Rowe’s small group was founded out of a workshop and a subsequent in-depth class that provided participants with tools to help each other interpret their dreams.

Each small group meeting begins with prayer or meditation. The facilitator will sometimes give a short talk or lecture, and then group members share details of recent dreams.

“We use techniques we’ve studied, and we begin working with the dream and give the dream back to the person at the end of our work to see what sort of insights they have from the Dreamwork,” Rowe said.

The group often works on three or four dreams each session.
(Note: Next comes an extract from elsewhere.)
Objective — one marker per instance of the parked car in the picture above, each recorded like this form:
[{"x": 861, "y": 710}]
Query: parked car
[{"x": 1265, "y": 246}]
Usually, Rowe said, people find their dreams bewildering and can’t make sense of them.

“I’ve rarely heard of a dream that didn’t sound crazy,” Rowe said. “But as the group begins to work with the tools they’ve been taught to use, it’s incredible that something that can be so crazy-sounding can unfold in a deep and meaningful way for people.”

He encourages people to keep a journal, pen and flashlight by their bed to write down dreams, which often quickly are forgotten. The more people get in the practice of writing down dreams, often the better they remember them, he said.

Rowe said the Dreamwork group is devoted to meeting together, and friendships have formed as people have talked about their dreams and their lives.

“It really is a mixture of fun and is deeply meaningful,” Rowe said. “You can’t talk about a dream usually without a lot of laughter.”